The self-organizing map (SOM) is a powerful tool for clustering and visualizing high-dimensional complex data on one plane (Kohonen et al. 1996). For the codon and oligonucleotide composition handled as high-dimensional data, we modified the conventional SOM to batch learning SOM or “BLSOM” (Kanaya et al. 2001; Abe et al. 2003). On BLSOMs for oligonucleotide compositions, genomic sequence fragments (e.g., 10 and 100 kb) derived from a wide range of species were clustered (self-organized) according to species without information regarding species (Abe et al. 2005 and 2006).

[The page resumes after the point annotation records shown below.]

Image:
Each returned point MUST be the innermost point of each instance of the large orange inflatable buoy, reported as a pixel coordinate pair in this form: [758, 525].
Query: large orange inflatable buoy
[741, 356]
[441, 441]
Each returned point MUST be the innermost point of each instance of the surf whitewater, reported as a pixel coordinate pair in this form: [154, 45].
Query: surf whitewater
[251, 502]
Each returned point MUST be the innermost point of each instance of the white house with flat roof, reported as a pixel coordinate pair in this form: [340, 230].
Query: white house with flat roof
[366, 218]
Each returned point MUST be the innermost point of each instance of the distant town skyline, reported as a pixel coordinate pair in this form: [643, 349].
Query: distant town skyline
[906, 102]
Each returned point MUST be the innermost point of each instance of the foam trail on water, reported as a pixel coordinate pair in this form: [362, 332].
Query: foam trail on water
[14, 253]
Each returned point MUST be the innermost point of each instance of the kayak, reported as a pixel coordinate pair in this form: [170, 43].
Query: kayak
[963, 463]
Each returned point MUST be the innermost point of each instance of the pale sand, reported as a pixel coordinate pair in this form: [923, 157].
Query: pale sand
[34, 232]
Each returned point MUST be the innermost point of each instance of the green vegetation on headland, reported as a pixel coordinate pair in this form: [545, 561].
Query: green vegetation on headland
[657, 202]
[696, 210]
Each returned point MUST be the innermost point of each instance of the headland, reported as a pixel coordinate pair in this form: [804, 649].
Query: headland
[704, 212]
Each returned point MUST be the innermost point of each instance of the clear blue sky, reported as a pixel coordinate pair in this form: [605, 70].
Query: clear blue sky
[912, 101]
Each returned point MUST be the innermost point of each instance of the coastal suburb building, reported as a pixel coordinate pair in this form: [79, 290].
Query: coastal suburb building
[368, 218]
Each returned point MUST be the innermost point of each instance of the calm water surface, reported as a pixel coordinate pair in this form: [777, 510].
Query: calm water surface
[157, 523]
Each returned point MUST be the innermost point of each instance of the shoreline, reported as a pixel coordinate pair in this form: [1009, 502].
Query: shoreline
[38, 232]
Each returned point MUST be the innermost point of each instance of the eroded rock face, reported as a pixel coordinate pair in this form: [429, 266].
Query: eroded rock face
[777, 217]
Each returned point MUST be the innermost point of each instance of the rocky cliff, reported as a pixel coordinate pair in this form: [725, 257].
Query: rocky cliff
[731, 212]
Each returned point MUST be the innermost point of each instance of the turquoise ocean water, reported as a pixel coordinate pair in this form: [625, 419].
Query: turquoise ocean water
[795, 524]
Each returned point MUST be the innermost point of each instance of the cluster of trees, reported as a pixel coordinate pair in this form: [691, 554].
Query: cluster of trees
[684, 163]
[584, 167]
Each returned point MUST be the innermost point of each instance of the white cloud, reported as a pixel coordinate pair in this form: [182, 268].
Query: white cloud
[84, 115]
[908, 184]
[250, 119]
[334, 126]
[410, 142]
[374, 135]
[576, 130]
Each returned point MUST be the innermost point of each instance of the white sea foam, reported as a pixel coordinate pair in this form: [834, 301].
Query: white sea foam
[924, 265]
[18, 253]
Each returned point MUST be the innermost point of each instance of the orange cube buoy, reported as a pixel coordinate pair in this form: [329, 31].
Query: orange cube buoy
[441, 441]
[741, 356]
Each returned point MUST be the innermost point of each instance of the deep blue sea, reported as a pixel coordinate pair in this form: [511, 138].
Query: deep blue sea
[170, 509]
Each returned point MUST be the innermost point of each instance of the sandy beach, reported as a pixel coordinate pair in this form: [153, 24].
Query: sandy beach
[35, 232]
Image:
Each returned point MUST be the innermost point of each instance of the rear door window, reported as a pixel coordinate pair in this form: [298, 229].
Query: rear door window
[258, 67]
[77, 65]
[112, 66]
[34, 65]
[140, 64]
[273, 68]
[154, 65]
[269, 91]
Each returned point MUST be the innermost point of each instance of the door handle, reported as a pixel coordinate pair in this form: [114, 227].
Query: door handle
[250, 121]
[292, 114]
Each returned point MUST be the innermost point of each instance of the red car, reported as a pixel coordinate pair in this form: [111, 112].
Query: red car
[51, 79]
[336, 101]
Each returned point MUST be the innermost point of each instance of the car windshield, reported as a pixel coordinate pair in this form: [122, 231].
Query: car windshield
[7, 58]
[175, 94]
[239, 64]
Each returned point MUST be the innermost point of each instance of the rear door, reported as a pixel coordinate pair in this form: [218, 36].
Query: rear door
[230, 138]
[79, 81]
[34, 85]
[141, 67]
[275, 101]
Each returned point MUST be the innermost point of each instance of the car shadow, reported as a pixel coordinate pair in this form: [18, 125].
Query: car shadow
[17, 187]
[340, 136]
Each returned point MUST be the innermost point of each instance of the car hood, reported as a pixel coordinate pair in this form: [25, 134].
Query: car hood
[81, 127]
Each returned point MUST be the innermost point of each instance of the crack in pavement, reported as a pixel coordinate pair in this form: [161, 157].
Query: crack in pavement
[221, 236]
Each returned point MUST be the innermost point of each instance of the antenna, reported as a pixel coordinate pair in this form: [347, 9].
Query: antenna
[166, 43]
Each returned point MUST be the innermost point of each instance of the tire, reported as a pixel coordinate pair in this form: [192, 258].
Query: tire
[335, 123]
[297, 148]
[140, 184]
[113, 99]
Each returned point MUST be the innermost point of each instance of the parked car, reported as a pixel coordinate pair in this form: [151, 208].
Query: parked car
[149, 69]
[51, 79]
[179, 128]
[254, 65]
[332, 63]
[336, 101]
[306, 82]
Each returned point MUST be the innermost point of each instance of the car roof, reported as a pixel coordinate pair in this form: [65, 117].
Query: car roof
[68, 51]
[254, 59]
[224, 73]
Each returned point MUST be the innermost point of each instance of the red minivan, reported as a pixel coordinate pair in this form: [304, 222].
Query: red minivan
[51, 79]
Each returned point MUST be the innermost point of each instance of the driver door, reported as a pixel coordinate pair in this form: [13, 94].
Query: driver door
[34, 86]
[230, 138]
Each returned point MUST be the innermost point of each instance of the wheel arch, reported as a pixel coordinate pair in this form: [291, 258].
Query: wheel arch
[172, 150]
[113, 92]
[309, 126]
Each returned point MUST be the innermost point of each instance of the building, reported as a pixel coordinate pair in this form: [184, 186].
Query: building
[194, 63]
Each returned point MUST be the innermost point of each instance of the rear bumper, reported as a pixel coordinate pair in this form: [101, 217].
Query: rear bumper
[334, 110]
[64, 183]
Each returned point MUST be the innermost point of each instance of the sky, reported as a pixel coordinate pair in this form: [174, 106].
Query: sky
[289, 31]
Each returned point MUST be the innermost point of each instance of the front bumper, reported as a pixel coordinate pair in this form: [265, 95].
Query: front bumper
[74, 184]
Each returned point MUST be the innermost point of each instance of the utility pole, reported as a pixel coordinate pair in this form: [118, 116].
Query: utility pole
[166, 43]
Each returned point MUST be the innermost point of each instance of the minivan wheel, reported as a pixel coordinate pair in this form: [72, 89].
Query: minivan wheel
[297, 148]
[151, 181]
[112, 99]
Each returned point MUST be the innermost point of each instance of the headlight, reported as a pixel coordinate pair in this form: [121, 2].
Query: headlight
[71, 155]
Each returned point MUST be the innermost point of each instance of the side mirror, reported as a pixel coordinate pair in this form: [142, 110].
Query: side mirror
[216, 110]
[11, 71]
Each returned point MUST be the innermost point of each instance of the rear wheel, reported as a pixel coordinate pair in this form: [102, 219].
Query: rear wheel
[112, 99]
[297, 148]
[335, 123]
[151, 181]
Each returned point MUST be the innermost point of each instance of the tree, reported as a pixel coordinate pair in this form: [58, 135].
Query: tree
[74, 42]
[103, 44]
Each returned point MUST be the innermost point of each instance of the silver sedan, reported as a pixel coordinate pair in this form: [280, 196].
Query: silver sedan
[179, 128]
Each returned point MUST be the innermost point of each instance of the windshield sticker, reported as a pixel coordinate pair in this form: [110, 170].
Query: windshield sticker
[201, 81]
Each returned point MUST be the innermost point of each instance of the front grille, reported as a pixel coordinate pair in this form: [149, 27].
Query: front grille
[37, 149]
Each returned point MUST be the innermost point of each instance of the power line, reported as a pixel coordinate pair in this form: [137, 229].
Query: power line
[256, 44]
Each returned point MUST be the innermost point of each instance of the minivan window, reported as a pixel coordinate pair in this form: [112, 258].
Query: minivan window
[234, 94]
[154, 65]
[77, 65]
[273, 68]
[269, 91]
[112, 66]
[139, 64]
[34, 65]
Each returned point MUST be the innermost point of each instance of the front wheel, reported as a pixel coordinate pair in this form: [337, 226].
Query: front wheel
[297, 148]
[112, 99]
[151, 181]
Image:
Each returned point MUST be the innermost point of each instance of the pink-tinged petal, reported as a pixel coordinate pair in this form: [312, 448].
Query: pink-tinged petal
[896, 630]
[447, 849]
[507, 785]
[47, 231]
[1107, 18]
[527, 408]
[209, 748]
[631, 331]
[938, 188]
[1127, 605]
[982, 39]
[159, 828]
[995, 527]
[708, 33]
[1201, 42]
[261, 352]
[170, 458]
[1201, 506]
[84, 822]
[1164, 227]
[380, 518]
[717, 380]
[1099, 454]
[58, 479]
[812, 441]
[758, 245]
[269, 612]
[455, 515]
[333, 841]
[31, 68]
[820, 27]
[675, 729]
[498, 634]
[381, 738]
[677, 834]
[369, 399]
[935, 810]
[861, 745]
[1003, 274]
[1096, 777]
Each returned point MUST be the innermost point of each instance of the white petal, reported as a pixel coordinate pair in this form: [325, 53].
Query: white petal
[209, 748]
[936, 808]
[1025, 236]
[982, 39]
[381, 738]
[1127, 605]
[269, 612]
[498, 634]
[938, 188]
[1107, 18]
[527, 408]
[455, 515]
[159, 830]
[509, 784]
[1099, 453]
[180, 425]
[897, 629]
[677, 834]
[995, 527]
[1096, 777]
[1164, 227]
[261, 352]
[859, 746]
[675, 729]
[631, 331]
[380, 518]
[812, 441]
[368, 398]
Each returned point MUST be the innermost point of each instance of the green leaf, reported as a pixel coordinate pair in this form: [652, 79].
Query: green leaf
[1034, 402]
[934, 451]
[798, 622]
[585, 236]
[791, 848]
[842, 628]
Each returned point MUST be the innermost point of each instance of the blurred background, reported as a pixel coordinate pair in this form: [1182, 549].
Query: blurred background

By constructing pentanucleotide BLSOMs for all 20-, 50-, and 100-kb sequences derived from the human genome, this study examined the usefulness of BLSOM in unveiling sequence characteristics hidden within a single genome and revealed several specific zones on the BLSOM, which were composed primarily of sequences derived from pericentric regions. Importantly, in sequences belonging to the specific zones, various transcription-factor-binding (TFB) consensus motifs were characteristically enriched.

Materials and methods

BLSOM

Multidimensional vectorial data can be used to represent complex data numerically. When high-dimensional data (e.g., 1,024 dimensions for the pentanucleotide composition) are analyzed through linear projection onto a two-dimensional map such as done in the principal component analysis (PCA), only a minor portion of characteristics of the multidimensional data can be extracted in most cases: a low cumulative contribution rate of the first two dimensions in PCA. SOM is a clustering method to solve this issue and an unsupervised algorithm that projects non-linearly the high-dimensional data onto a two-dimensional plane (Kohonen et al. 1996). We modified the conventional SOM for genome informatics to make the learning process and resulting map independent of the order of data input, on the basis of BLSOM (Kanaya et al. 2001). In the original Kohonen’s SOM the initial vectorial data were set by random values (Kohonen et al. 1996), but in the BLSOM the initial vectors were initialized by PCA (Kanaya et al. 2001). BLSOM for oligonucleotide composition was conducted as described previously (Abe et al. 2003). The clustering ability of BLSOM for four vertebrate genomes and the basal features of BLSOM patterns are presented in Supplementary Figs. S1 and S2.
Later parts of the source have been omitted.